The test results in Table 6 show the average pH of FI, FII, and FIII. The increase in hEGF concentration did not provide a significant difference in pH values. The pH of chitosan dissolved in 0.1% glacial acetic acid has a sufficiently acidic pH of 5.13. So that the pH of the chitosan-hEGF nanoparticle was still in acidic pH. However, the pH result is still within the normal skin pH range of 4-6.
When there are injuries, especially chronic wounds caused by diabetes mellitus, the skin will have a pH close to the blood pH of 7.4. So chitosan-hEGF nanoparticle prepared to need to be added with a sodium hydroxide base to increase the pH (Harris, Bainbridge, Jordan, & Sharpe, 2009).
The entrapment efficiency of chitosan-hEGF nanoparticle
The entrapment efficiency analysis was intended to determine the effectiveness of chitosan nanoparticle in trapping hEGF through the ionic gelation process. The percentage of hEGF trapped in chitosan can be seen in Figure 6.
Based on Figure 6, the entrapment efficiency of each formula is excellent, reaching 99%. So it can be said that the ionic gelation process produces excellent entrapment efficiency in chitosan. There was no significant difference between the formula containing and not containing Na-TPP - PEG 400. Entrapment efficiency increases by increasing dose. The highest entrapment efficiency value was on FIII.
In Vitro Evaluation (Cell Proliferation)
WST-8 is one of the reagents of tetrazolium salt, which has a high sensitivity. In cells, WST-8 is converted into formazan products by NADPH, whose absorbance can be measured at wavelengths of 430-550 nm. The levels of formazan formed are proportional to the levels of NADPH as an indicator of cell viability. The metabolic scheme of WST-8 can be seen in Figure 7, (Chamchoy, Pakotiprapha, Pumirat, Leartsakulpanich, & Boonyuen, 2019).

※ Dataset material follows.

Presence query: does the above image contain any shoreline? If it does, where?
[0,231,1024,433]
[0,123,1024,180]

The results of NIH3T3 cell culture and inoculation of the chitosan-hEGF nanoparticle can be seen in Figure 8 and Figure 9. Cell culture is made of 24 well plates, which consist of 4 groups namely control, FI (hEGF 25 ng / mL), FII (hEGF 50 ng / mL ), and FIII (hEGF 75 ng / mL). Each group was made in six replicas. Then WST-8 reagent was added to determine the number of living cells. Cell quantification can be expressed as cell viability in terms of the percentage of living cells compared to the control. The highest cell viability is in FII with a percentage of 192%. This value indicates that the cell proliferates by almost two times the original amount during 4 hours of incubation. hEGF 50 ng / mL is more optimal than a higher dose. The order of cell viability percentage from highest to low is FII> FIII> FI> control (can be seen in Figure 10).
Conclusions
The optimization results of chitosan nanoparticle-containing 0.15% Na-TPP and 2% PEG 400 produced the smallest particle size of 550 nm. Based on the characterization results of chitosan-hEGF nanoparticle, which contains variations in hEGF concentration, the most optimal formula is FIII with a hEGF concentration of 75 µg / mL. Where FIII has the smallest average particle size of 600.6 nm with a polydispersity index value of 0.259, zeta potential of +41.29 mV, and has an entrapment efficiency of more than 99.9%. The results of in vitro testing showed that hEGF 50 ng/mL had an optimal cell viability percentage with a value of 192%.